Whether it is an RHS show garden at the foot of the Malvern Hills or one sitting proudly on Main Avenue, Chelsea, all are scrutinised with the same set of rules and guidelines. A gold medal at Chelsea is the same as a gold medal at Malvern and this standard is set by a panel of expert horticulturalists and landscapers. If you remain true to your brief and deliver a flawless garden then you can expect a gold medal but sometimes the harshest critics are those that are viewing your creation after that all important medal has been awarded.
Everyone has an opinion on a show garden and believe me it is not always easy standing within earshot of the comments. Designing is an incredibly exposing and personal expression and criticism can feel more akin to a flaying than simple fault finding.However, I would
ay that regardless of tastes all show gardens can teach us something and leave us with ideas and inspiration that we can apply to our own spaces.
How to view a show garden?
Sometimes show gardens seem unrealistic and out of the reach, but there is always something we can learn even if it’s what not to do! Pay attention to the details, not just the whole, but to the planting, materials, shapes, architectural elements, and the artistic touches as well as the practical.
✤ Keep an open mind – if the colours of the plants aren’t to your tastes, look at their shapes.
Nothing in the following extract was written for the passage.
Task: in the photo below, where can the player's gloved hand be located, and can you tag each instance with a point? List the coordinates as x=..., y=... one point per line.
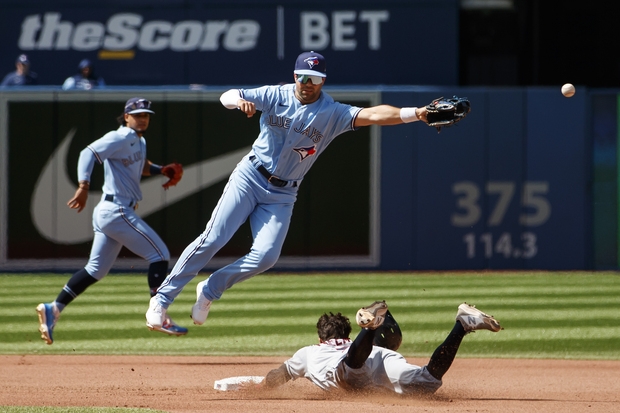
x=174, y=172
x=446, y=112
x=246, y=107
Spires work with balls, umbels work with grasses, a good balance of different shapes and textures can create a unity, regardless of colour palette. Apply the same logic to the hard landscaping, look at the design rather than the material, the pattern or shape rather than the colour, can these be adapted to suit your own space?
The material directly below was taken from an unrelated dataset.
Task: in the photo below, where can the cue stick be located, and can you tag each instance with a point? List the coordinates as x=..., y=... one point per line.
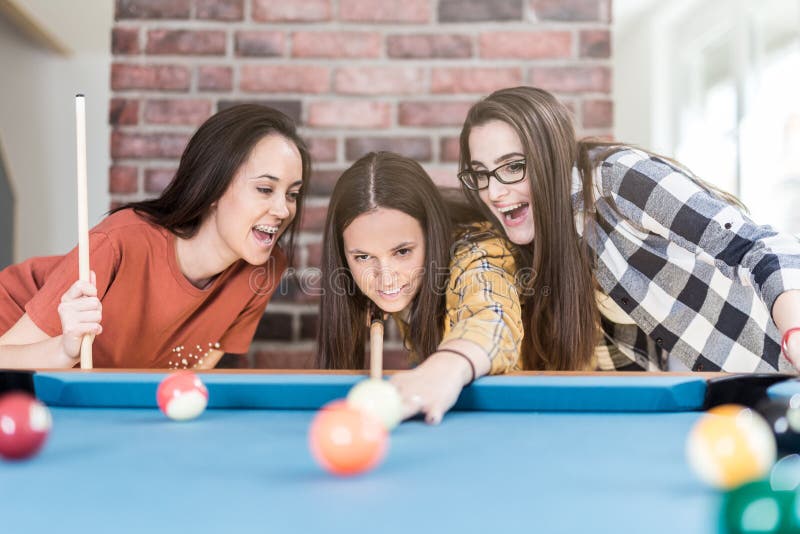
x=376, y=344
x=83, y=217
✤ Done and dusted – a real garden is never finished, they evolve and ‘grow’ with you and your tastes and needs. A first time buyer’s garden is going to be completely different to that of a growing family or retired couple. What you need to ‘take’ is the elements that work for you now such as the atmospheric lighting for evening entertaining or the handy electrical socket for an impromptu open air office.
✤ Snapshot – Show gardens may be temporary fantasies but they should always be inspirational and exciting, they are a snapshot not a timelapse. These gardens are designed and planted to look particularly good at a certain time of year. RHS Malvern and RHS Chelsea are both filled with early summer plants, visit them a couple of months later and they wouldn’t look anything like spectacular. Take note of this and make sure that any planting combinations have a longer life than just May.
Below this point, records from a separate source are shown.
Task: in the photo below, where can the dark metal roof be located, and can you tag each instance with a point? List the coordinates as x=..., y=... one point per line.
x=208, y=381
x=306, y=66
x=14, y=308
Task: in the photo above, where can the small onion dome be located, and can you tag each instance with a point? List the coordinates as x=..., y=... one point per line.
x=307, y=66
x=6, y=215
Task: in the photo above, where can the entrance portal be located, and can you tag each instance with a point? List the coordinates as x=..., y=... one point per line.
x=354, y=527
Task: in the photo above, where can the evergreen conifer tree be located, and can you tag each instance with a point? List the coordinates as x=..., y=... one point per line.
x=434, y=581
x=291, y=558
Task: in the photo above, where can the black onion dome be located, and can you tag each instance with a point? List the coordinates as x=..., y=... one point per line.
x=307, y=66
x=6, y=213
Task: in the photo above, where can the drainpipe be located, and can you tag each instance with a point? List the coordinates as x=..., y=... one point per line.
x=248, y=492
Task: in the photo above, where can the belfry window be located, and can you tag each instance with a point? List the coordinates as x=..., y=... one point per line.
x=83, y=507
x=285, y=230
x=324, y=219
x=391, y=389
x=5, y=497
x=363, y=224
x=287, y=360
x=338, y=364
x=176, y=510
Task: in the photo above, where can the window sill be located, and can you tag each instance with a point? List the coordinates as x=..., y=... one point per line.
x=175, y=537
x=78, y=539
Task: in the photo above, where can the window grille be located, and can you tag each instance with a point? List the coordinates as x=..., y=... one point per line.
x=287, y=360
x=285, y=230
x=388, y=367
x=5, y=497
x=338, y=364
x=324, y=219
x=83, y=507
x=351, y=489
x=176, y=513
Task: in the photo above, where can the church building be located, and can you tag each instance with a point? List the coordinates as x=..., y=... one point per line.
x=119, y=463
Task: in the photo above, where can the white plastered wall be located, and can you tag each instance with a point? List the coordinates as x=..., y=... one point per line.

✤ Problem Solving – Themed gardens can often offer solutions for ‘difficult’ spaces such as shady areas or exposed spots – these less forgiving spaces are often used in a show garden to demonstrate what can be done and so are perfect for emulating at home. Often show garden designers will have a plant list they will happily share too.
✤ It’s a Bug’s Life – Wildlife show gardens are becoming more popular, for good reason, and they can be bee friendly and not look like they’ve just been transported from the nearest allotment. There are literally hundreds of plants that are a pollinators paradise without looking like they only belong in a wildflower meadow.
✤ Future Proofing – RHS Hampton Court Palace Flower Show has introduced a new category of show gardens called Gardens for a Changing World. This category reflects a more sustainable direction and is asking designers to deal with the important issues of climate change and how horticulture can fit into our modern lifestyles. I will be looking closely at these gardens to see the innovative ways that these designers have created in order to future proof our gardens.
✤ Shop Window – finally if you are on the lookout for some design help, this is the garden designer’s equivalent of a shop window. Is their creation making you want to metaphorically press your nose against the glass? Take away inspiration for your own garden shopping list.